VDAC3 has differing mitochondrial functions in two types of striated muscles

Voltage-dependent anion channel (VDAC) is an abundant mitochondrial outer membrane protein. In mammals, three VDAC isoforms have been characterized. We have previously reported alterations in the function of mitochondria when assessed in situ in different muscle types in VDAC1 deficient mice (Anflous et al., 2001). In the present report we extend the study to VDAC3 deficient muscles and measure the respiratory enzyme activity in both VDAC1 and VDAC3 deficient muscles. While in the heart the absence of VDAC3 causes a decrease in the apparent affinity of in situ mitochondria for ADP, in the gastrocnemius, a mixed glycolytic/oxidative muscle, the affinity of in situ mitochondria for ADP remains unchanged. The absence of VDAC1 causes multiple defects in respiratory complex activities in both types of muscle. However, in VDAC3 deficient mice the defect is restricted to the heart and only to complex IV. These functional alterations correlate with structural aberrations of mitochondria. These results demonstrate that, unlike VDAC1, there is muscle-type specificity for VDAC3 function and therefore in vivo these two isoforms may fulfill different physiologic functions.

Research Highlights
► VDAC3 is involved in the transport of ADP across the mitochondrial outer membrane in the cardiac muscle (oxidative muscle) but not in the gastrocnemius muscle (mixed muscle).

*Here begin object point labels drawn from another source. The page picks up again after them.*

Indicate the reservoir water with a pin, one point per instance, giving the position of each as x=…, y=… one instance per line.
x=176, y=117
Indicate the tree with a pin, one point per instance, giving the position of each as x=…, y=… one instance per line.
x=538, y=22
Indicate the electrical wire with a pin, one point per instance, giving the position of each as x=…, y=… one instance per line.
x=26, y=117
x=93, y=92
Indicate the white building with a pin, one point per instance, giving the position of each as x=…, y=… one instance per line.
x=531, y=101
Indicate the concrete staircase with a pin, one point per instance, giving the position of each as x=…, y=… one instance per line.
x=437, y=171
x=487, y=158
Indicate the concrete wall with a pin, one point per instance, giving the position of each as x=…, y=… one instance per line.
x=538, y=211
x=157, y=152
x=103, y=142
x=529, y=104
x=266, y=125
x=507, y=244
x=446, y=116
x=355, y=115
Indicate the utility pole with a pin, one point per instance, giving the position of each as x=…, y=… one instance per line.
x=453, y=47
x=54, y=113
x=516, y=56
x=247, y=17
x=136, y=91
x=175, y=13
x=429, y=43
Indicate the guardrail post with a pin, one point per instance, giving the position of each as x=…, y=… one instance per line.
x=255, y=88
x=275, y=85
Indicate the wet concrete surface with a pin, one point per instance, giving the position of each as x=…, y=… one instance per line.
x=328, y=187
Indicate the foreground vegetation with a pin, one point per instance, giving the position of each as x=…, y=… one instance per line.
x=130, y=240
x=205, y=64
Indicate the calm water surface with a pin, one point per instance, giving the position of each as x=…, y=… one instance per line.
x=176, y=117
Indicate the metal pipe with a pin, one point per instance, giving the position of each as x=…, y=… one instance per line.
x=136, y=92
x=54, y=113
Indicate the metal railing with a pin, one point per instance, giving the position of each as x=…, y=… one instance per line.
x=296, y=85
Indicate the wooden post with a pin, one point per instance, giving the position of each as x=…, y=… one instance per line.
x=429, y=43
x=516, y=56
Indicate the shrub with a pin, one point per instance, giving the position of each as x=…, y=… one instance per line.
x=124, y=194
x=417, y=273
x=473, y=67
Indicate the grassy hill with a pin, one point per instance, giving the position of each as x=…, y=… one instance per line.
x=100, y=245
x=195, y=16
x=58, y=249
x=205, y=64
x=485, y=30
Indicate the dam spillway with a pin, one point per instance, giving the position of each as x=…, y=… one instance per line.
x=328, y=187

► The absence of VDAC3 is associated with altered ultrastructure of mitochondria in the heart but not in the gastrocnemius.
► While the absence of VDAC1 is associated with multiple respiratory chain defects in the heart and the gastrocnemius, the absence of VDAC3 is associated with only complex IV deficiency that is restricted to the heart.
► Unlike VDAC1, VDAC3 fulfills different functions in two types of striated muscles.